A couple years ago I was reading through a book of Christian history, and I came across a story explaining the origin of chapels. The legend begins with St. Martin, a roman soldier from the mid-300s who was traveling through, what is now, France. He had been from a Pagan family, focused mostly on his military career. He was approaching the city gates of Amiens after a long conquest. As he entered the city, he spotted a homeless man shivering in the cold and rain. Martin was overcome with emotion. He approached the man and slowly removed his long red cape which was part of the Roman uniform. He removed his sword and split the cape in two, giving one half to the beggar in hopes of keeping him warm.


That night, as the story has been told through history, Martin had a vision in his sleep. In his dream the man who he had covered with his torn robe revealed himself as Christ. Christ then said to him, “Martin [who did not know me] clothed me with his robe.” Martin was so moved by this encounter, he immediately left to find a Christian church to be baptized, pledging to become a member of the clergy.


What does this have to do with refuge and what does this have to do with chapels? As far as the word chapel- the old language word for cape was “Cappellanu”. Christian buildings, supposedly containing pieces of that original cape were constructed and called, “Capellas”. Over time that word would morph into the word “Chapel”. The word chaplain would also descend from “Cappellanu”.


How this ties into refuge is more theological. Chapels that dotted the countryside were smaller than churches, they tended to be open twenty-four hours a day. They also usually had a caretaker present to help those who came unannounced. Chapels became the symbolic representation of that torn cape that clothed the homeless shivering man. That cape provided refuge in a cold world. A random act of kindness from a stranger. Chapels served as places for people to come in out of the cold, people might have even found food there. Chapels were there to serve the stranger- just as Christ had done so long ago.


We are in a world where many still need refuge. Refuge from what is left to be defined by the person needing it. In reflecting on the actions of St. Martin we see a clear moral point to be made. When we help the stranger we will encounter Christ, so much so that we will be reminded that Christ was present with those in need, long before we ever gave a moment’s thought towards it. But digging a little deeper another question begins to arise- are we behaving as churches or are we behaving as chapels?


One of the ironies of chapels is that as they were first beginning to spread, they were thought of as less important than established churches. However people began to seek out chapels more than churches. People knew they could find nourishment from a chapel, where they might find everything else from a big church. They needed refuge and a chapel provide that, no questions asked.
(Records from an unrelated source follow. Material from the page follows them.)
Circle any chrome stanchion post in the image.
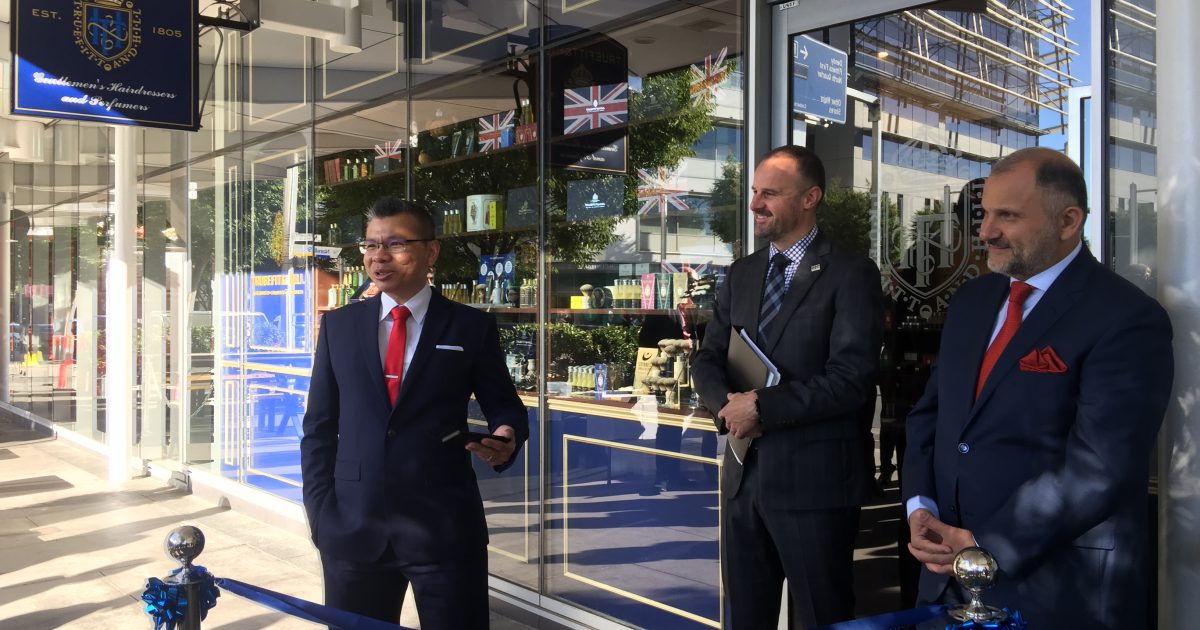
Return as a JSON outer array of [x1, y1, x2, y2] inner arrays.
[[162, 526, 204, 630]]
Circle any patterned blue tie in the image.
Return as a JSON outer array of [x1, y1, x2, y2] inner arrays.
[[758, 253, 792, 342]]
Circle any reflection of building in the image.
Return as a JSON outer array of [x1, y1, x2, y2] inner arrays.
[[1093, 0, 1158, 274], [796, 1, 1075, 319], [810, 6, 1075, 241]]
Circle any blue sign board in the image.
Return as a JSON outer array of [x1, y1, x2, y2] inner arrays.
[[12, 0, 200, 131], [792, 35, 846, 124]]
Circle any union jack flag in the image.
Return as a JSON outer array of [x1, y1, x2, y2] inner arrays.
[[479, 109, 516, 152], [563, 83, 629, 136], [637, 167, 689, 215], [689, 47, 730, 102]]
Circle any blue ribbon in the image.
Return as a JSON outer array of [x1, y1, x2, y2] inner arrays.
[[142, 566, 221, 630], [217, 577, 412, 630], [946, 608, 1027, 630], [820, 604, 1027, 630]]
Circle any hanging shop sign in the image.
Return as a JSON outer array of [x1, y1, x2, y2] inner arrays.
[[12, 0, 200, 131]]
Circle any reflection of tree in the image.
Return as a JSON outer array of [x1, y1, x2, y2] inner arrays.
[[188, 179, 291, 311], [708, 155, 745, 252], [320, 65, 713, 280]]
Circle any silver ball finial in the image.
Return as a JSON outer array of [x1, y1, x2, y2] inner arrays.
[[162, 526, 204, 568], [954, 547, 998, 593], [948, 547, 1008, 623]]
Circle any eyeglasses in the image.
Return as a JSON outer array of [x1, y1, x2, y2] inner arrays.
[[359, 236, 437, 253]]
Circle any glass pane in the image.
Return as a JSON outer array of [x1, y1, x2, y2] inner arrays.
[[1092, 0, 1158, 295], [542, 1, 745, 628], [412, 58, 542, 589]]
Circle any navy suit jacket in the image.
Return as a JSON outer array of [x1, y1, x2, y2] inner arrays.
[[902, 250, 1174, 628], [692, 232, 883, 509], [300, 290, 529, 563]]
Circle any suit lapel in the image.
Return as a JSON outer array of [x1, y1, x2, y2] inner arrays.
[[730, 247, 769, 338], [396, 290, 450, 407], [967, 250, 1096, 422], [758, 232, 830, 355], [942, 274, 1008, 427], [358, 295, 388, 406]]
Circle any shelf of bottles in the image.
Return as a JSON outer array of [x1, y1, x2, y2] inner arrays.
[[320, 264, 371, 311], [322, 150, 403, 186]]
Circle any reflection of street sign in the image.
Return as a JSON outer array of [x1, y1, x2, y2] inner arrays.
[[792, 35, 846, 124]]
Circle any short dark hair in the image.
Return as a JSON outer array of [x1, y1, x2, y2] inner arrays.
[[991, 146, 1087, 216], [758, 144, 826, 193], [364, 197, 437, 239]]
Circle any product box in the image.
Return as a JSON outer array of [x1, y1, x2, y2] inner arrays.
[[467, 194, 504, 232], [642, 274, 654, 308], [671, 271, 688, 308]]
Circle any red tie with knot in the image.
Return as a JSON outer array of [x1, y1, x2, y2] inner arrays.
[[383, 306, 413, 406], [976, 281, 1033, 398]]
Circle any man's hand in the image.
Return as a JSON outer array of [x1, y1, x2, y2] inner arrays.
[[467, 425, 517, 468], [716, 391, 762, 438], [908, 510, 976, 575]]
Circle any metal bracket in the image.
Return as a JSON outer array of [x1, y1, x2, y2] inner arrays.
[[198, 0, 262, 32]]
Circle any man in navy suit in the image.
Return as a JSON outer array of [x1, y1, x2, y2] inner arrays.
[[692, 145, 883, 630], [902, 148, 1174, 629], [300, 197, 529, 630]]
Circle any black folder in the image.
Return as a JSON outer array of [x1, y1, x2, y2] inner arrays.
[[725, 329, 779, 463]]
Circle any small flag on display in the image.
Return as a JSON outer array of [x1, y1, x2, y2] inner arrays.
[[563, 83, 629, 136], [690, 47, 730, 102], [479, 109, 516, 152], [637, 167, 689, 215]]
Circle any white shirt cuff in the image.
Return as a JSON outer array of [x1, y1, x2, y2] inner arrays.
[[905, 494, 942, 521]]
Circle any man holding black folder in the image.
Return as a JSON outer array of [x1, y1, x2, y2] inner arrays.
[[692, 145, 883, 629]]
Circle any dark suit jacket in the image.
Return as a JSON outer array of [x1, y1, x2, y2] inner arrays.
[[300, 290, 529, 563], [902, 250, 1174, 628], [692, 233, 883, 509]]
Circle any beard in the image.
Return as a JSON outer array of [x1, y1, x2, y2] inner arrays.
[[988, 224, 1058, 278]]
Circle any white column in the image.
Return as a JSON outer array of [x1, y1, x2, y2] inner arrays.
[[1156, 0, 1200, 628], [104, 125, 140, 484]]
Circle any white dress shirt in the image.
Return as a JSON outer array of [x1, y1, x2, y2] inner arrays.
[[379, 284, 433, 383]]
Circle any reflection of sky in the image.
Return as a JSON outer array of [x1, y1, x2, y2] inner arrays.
[[1038, 0, 1093, 150]]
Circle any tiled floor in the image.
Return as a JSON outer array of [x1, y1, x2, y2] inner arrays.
[[0, 418, 528, 630]]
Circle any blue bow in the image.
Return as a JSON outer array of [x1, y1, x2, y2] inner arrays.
[[142, 566, 221, 630]]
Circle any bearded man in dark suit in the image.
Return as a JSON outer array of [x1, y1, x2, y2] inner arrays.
[[901, 148, 1174, 628]]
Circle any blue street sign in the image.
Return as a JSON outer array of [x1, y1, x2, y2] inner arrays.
[[12, 0, 200, 131], [792, 35, 846, 124]]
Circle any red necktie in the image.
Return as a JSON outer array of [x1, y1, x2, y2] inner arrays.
[[976, 281, 1033, 398], [383, 306, 413, 404]]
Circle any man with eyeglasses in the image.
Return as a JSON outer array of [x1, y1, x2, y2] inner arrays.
[[300, 197, 529, 630]]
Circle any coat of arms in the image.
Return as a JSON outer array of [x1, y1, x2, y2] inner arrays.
[[74, 0, 142, 70]]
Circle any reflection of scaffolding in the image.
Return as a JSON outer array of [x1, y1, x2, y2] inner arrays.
[[857, 0, 1078, 132], [1108, 0, 1158, 73]]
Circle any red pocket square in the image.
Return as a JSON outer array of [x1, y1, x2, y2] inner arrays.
[[1019, 346, 1067, 374]]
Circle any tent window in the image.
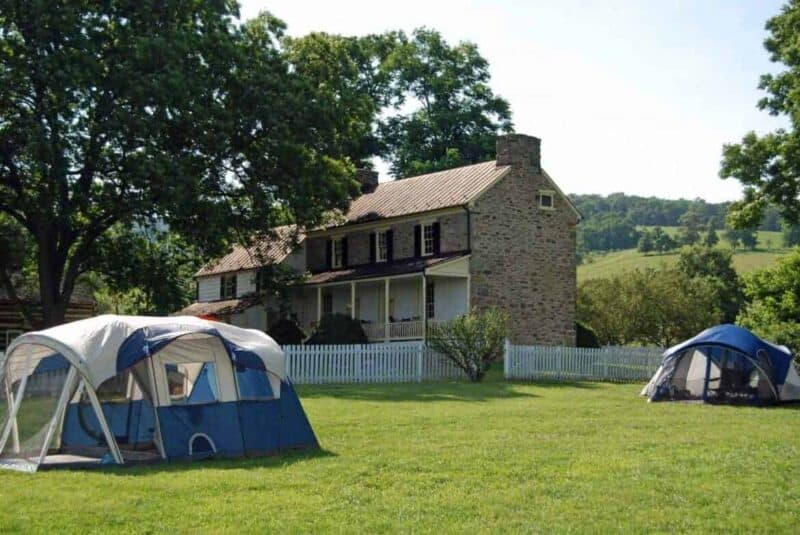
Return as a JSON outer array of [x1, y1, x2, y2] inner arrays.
[[165, 362, 219, 405], [96, 372, 130, 403], [234, 366, 275, 399]]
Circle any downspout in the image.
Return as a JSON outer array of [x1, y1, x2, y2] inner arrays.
[[464, 204, 472, 253]]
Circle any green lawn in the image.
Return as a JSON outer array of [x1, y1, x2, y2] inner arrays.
[[0, 380, 800, 533], [578, 249, 787, 282]]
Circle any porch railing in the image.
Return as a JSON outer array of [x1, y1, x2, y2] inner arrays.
[[362, 320, 430, 340]]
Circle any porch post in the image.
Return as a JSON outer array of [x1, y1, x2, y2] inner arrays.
[[317, 286, 322, 325], [420, 271, 428, 340], [383, 277, 391, 342], [350, 281, 356, 319]]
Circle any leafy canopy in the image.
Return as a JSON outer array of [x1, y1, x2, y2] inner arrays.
[[379, 28, 513, 178], [0, 1, 356, 324], [720, 0, 800, 227], [737, 248, 800, 358], [578, 269, 722, 347]]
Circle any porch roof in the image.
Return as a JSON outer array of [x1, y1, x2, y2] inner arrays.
[[172, 295, 258, 316], [305, 251, 469, 285]]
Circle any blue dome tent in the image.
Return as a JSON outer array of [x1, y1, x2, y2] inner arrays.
[[0, 315, 317, 472], [642, 325, 800, 405]]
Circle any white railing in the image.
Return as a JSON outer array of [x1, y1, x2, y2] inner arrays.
[[503, 344, 663, 382], [283, 342, 465, 384], [361, 320, 425, 340]]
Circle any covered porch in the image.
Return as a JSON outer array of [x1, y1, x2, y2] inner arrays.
[[291, 257, 470, 342]]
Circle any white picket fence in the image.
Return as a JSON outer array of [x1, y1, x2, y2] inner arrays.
[[503, 344, 663, 382], [283, 342, 465, 384]]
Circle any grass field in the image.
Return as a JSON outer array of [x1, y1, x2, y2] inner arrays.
[[578, 227, 788, 282], [0, 380, 800, 533]]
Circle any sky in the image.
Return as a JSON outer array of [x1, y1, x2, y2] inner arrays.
[[241, 0, 783, 202]]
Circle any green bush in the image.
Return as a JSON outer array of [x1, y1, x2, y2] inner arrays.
[[575, 321, 600, 347], [428, 308, 508, 382], [267, 319, 306, 346], [306, 314, 368, 345]]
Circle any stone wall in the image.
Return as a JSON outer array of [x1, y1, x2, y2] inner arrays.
[[470, 136, 577, 345], [306, 212, 469, 271]]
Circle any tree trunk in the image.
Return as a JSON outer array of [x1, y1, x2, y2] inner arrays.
[[33, 229, 71, 329]]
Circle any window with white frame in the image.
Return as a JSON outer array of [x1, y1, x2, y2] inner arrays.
[[219, 273, 236, 299], [422, 223, 436, 256], [331, 238, 344, 268], [375, 230, 389, 262], [539, 190, 555, 210], [322, 294, 333, 316], [425, 281, 436, 319]]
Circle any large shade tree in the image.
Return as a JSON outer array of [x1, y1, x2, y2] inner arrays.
[[0, 1, 356, 325], [720, 0, 800, 227], [379, 28, 513, 178]]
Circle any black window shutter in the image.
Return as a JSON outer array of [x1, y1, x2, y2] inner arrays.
[[325, 240, 333, 269]]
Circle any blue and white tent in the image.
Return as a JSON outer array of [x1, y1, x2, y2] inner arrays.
[[0, 315, 317, 471], [642, 325, 800, 405]]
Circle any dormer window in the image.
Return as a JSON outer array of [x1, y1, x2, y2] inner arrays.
[[539, 190, 555, 210], [375, 230, 389, 262], [219, 273, 236, 299]]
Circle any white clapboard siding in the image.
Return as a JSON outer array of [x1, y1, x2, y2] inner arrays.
[[503, 344, 663, 382], [283, 342, 464, 384]]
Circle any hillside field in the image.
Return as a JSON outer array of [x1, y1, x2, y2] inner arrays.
[[578, 227, 788, 283]]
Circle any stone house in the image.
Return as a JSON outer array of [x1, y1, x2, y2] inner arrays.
[[181, 134, 580, 345]]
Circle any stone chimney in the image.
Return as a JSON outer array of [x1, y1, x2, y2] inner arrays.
[[495, 134, 542, 173], [356, 169, 378, 193]]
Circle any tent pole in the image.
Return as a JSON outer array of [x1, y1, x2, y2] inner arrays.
[[147, 356, 167, 459], [0, 377, 19, 453], [0, 352, 31, 453], [36, 366, 78, 467], [83, 381, 124, 464]]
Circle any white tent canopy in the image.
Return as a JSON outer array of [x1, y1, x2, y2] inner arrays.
[[0, 315, 316, 471], [6, 315, 286, 393]]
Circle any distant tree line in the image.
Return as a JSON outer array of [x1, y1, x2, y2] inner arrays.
[[578, 245, 800, 360], [572, 193, 800, 258]]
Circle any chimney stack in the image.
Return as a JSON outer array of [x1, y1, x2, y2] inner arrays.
[[495, 134, 542, 173], [356, 169, 378, 193]]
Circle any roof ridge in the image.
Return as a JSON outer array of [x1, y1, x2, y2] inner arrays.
[[374, 160, 509, 191]]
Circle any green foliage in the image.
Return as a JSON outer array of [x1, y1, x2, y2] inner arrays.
[[427, 308, 508, 382], [737, 248, 800, 352], [703, 217, 719, 247], [578, 269, 722, 347], [575, 321, 600, 347], [267, 319, 306, 346], [0, 2, 363, 324], [577, 213, 640, 251], [636, 231, 655, 253], [720, 0, 800, 228], [379, 28, 512, 178], [725, 228, 758, 251], [306, 314, 369, 345], [781, 222, 800, 247], [678, 246, 744, 323], [677, 210, 702, 245], [91, 225, 202, 315]]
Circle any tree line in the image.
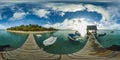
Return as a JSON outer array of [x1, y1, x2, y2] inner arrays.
[[7, 24, 57, 31]]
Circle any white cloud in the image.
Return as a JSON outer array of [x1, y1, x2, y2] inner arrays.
[[46, 3, 85, 12], [85, 4, 110, 20], [33, 9, 50, 18], [46, 3, 110, 20], [10, 12, 27, 20]]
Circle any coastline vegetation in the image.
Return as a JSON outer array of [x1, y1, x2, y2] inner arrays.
[[7, 24, 57, 31]]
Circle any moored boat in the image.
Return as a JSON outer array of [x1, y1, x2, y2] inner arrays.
[[36, 34, 42, 37]]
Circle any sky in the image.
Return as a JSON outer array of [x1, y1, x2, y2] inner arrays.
[[0, 0, 120, 30]]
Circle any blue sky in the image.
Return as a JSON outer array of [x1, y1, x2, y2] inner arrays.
[[0, 0, 120, 29]]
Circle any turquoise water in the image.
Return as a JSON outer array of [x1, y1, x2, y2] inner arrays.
[[0, 30, 28, 49], [34, 31, 87, 54], [98, 30, 120, 47]]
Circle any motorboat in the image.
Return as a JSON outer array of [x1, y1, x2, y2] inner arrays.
[[43, 36, 57, 46], [68, 34, 82, 41], [36, 34, 42, 37]]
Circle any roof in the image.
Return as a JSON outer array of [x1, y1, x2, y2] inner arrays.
[[87, 25, 97, 30]]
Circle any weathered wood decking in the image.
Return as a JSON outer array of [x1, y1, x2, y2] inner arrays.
[[0, 33, 119, 60]]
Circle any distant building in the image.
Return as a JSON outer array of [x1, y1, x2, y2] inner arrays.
[[87, 25, 97, 35]]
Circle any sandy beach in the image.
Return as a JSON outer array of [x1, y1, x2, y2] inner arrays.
[[7, 30, 53, 34]]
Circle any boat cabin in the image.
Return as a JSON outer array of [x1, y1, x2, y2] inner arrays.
[[87, 25, 97, 35]]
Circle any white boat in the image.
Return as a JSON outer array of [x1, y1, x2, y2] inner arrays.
[[43, 36, 57, 46], [36, 34, 42, 37]]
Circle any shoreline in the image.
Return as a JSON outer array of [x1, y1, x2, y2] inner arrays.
[[6, 30, 53, 34]]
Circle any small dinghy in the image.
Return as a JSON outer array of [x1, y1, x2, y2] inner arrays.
[[43, 36, 57, 46], [68, 34, 82, 41]]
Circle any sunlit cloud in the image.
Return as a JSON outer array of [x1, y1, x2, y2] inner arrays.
[[33, 9, 50, 18], [10, 12, 27, 20]]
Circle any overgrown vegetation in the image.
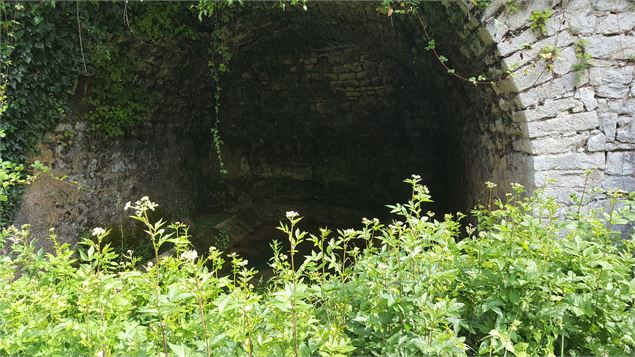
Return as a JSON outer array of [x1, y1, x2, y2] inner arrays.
[[529, 9, 554, 36], [0, 176, 635, 356]]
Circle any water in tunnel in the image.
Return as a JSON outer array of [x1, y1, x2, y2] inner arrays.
[[184, 3, 506, 260]]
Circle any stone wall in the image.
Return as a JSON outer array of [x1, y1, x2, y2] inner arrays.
[[484, 0, 635, 202], [11, 0, 635, 241]]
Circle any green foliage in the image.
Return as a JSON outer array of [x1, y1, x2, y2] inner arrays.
[[538, 45, 560, 71], [0, 2, 79, 162], [470, 0, 492, 10], [0, 176, 635, 356], [504, 0, 520, 15], [529, 9, 553, 36]]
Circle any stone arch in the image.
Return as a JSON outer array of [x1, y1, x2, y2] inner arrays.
[[16, 0, 635, 250]]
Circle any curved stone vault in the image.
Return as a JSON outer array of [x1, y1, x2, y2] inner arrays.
[[16, 0, 635, 253]]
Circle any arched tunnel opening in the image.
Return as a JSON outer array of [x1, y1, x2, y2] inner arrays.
[[166, 3, 528, 263], [16, 2, 531, 261]]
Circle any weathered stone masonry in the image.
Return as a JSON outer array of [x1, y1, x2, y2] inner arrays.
[[16, 0, 635, 245], [480, 0, 635, 201]]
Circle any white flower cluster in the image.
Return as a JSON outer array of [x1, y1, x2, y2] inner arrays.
[[123, 196, 159, 216], [92, 227, 106, 237], [181, 250, 198, 262], [362, 217, 379, 226]]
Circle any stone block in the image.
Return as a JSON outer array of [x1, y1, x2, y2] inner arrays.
[[615, 116, 635, 144], [592, 0, 635, 13], [518, 73, 578, 108], [505, 0, 558, 30], [527, 112, 599, 138], [586, 130, 606, 152], [607, 98, 635, 115], [553, 46, 577, 76], [585, 35, 635, 60], [497, 30, 538, 57], [514, 62, 553, 92], [606, 151, 635, 175], [534, 170, 604, 187], [597, 13, 635, 35], [602, 176, 635, 192], [514, 97, 582, 122], [531, 135, 588, 155], [565, 0, 597, 35], [577, 87, 598, 111], [534, 152, 605, 171], [504, 31, 575, 69], [598, 113, 618, 142]]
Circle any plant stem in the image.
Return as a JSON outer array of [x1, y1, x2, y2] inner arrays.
[[194, 273, 211, 357]]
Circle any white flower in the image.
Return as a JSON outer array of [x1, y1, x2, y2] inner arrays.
[[181, 250, 198, 262], [124, 196, 159, 217], [92, 227, 106, 237]]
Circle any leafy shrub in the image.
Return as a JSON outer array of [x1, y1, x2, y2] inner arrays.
[[0, 176, 635, 356]]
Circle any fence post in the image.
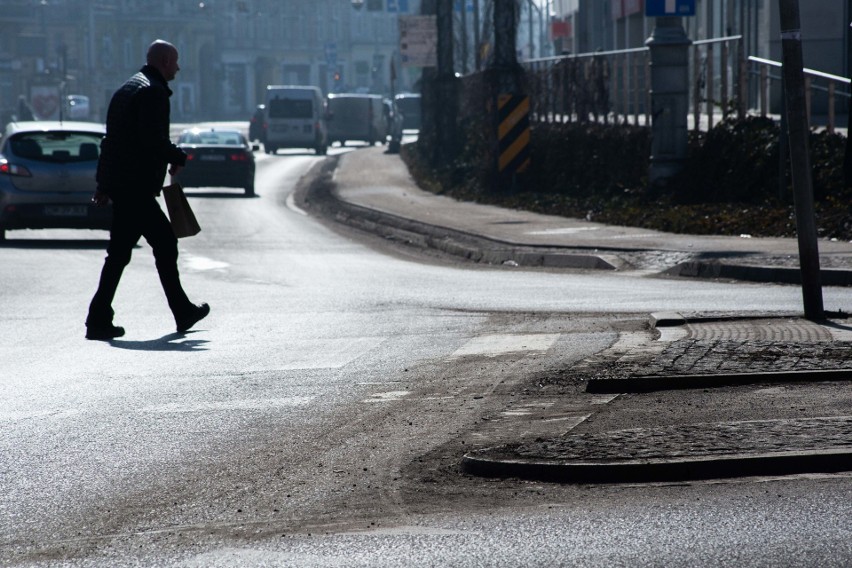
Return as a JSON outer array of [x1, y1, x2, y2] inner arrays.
[[828, 81, 836, 134], [632, 56, 642, 126], [779, 0, 825, 320], [621, 53, 630, 124], [707, 43, 715, 131], [737, 51, 749, 120], [719, 40, 730, 120], [645, 17, 692, 184], [645, 54, 652, 126], [692, 45, 701, 131], [805, 75, 813, 127]]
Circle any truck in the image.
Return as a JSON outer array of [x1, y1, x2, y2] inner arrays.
[[264, 85, 329, 155]]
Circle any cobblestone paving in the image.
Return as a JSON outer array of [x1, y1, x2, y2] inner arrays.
[[630, 339, 852, 376], [511, 416, 852, 462]]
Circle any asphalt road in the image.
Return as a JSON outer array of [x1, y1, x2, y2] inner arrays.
[[0, 132, 852, 566]]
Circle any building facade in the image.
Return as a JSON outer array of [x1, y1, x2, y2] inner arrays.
[[0, 0, 420, 121]]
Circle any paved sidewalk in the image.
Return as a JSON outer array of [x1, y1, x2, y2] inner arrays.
[[304, 148, 852, 482], [312, 147, 852, 286]]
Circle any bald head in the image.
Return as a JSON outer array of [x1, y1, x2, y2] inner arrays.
[[146, 39, 180, 81]]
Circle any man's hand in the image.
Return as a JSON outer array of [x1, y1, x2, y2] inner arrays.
[[92, 191, 109, 207]]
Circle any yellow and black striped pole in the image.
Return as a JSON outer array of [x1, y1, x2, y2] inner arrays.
[[497, 95, 530, 187]]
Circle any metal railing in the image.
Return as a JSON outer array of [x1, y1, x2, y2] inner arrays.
[[522, 36, 850, 132], [748, 57, 852, 133]]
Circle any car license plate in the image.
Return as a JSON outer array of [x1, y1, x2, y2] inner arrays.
[[44, 205, 89, 217]]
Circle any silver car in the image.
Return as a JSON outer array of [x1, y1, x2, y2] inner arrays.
[[0, 121, 112, 240]]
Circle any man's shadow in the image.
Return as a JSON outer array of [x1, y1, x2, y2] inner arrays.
[[109, 331, 209, 352]]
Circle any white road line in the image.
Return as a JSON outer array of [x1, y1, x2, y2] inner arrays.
[[284, 193, 308, 217], [140, 396, 314, 414], [180, 253, 230, 272], [451, 333, 559, 358], [361, 391, 411, 402]]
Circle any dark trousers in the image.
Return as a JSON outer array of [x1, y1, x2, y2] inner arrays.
[[86, 196, 193, 325]]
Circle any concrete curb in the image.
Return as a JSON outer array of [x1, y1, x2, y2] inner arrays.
[[301, 156, 852, 286], [461, 449, 852, 483]]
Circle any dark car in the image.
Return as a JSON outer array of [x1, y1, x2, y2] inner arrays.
[[383, 99, 402, 154], [172, 128, 257, 195], [249, 105, 267, 144], [394, 93, 420, 130], [0, 121, 112, 240]]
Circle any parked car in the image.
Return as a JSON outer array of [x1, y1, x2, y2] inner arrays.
[[0, 121, 112, 240], [328, 93, 387, 146], [249, 105, 267, 144], [394, 93, 420, 130], [172, 128, 258, 195], [383, 99, 402, 154], [264, 85, 329, 155]]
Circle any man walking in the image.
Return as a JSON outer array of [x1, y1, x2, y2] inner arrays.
[[86, 40, 210, 340]]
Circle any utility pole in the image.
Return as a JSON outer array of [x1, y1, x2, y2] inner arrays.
[[440, 0, 458, 165], [486, 0, 532, 192], [778, 0, 825, 320]]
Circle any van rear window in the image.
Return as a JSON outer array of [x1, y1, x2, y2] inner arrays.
[[269, 99, 314, 119]]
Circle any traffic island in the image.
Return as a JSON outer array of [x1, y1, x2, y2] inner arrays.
[[461, 416, 852, 483]]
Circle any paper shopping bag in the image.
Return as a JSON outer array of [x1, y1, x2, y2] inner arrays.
[[163, 183, 201, 239]]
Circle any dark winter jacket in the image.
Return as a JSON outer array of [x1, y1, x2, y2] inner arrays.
[[97, 65, 186, 201]]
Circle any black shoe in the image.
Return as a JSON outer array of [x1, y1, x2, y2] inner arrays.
[[175, 304, 210, 333], [86, 323, 124, 341]]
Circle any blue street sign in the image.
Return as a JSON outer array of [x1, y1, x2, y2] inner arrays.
[[388, 0, 408, 14], [645, 0, 695, 18]]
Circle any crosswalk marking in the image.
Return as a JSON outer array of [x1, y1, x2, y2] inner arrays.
[[451, 333, 559, 358], [279, 337, 385, 371], [142, 396, 314, 414]]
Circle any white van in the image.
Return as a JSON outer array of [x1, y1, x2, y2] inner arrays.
[[264, 85, 328, 155], [328, 93, 388, 146]]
They were a literal refuge, a torn cape for a needing soul.


As we begin to move into a hectic time of the year, I find myself needing refuge from the constant. Perhaps you can relate. There is certainly a rush in the air, an urgency to do—anything, or something anyways. Meetings, gatherings, events, cleaning, shopping, planning, the list goes on. I find myself asking, am I feeling nourished or am I in need of refuge from the hectic? As we saw with St. Martin and the man in need, we encounter Christ in the refuge. It is difficult to find a nourishing, spiritual, relationship with God when we are focused on just getting through the next week. It is in refuge where we actually hear the answers to our prayers, or find discernment in what we are to do.


From time to time most Christians will find themselves in a period of discussing the topic of “refuge”. Perhaps we say this to describe the relation we have with Christ- we find refuge in him. It may be a word heard on the news in discussion of Ukrainians seeking refuge from war, or immigrants at our Southern boarder receiving refugee status. Just as common, you might be finding yourself in a state where you are needing refuge. It is my hope for all of us, that we find ways to be still during the holiday season. In what areas are we needing a piece of a torn cape? Better yet, where are areas in our life that we can cut off and share with a stranger- Just as St. Martin did so long ago?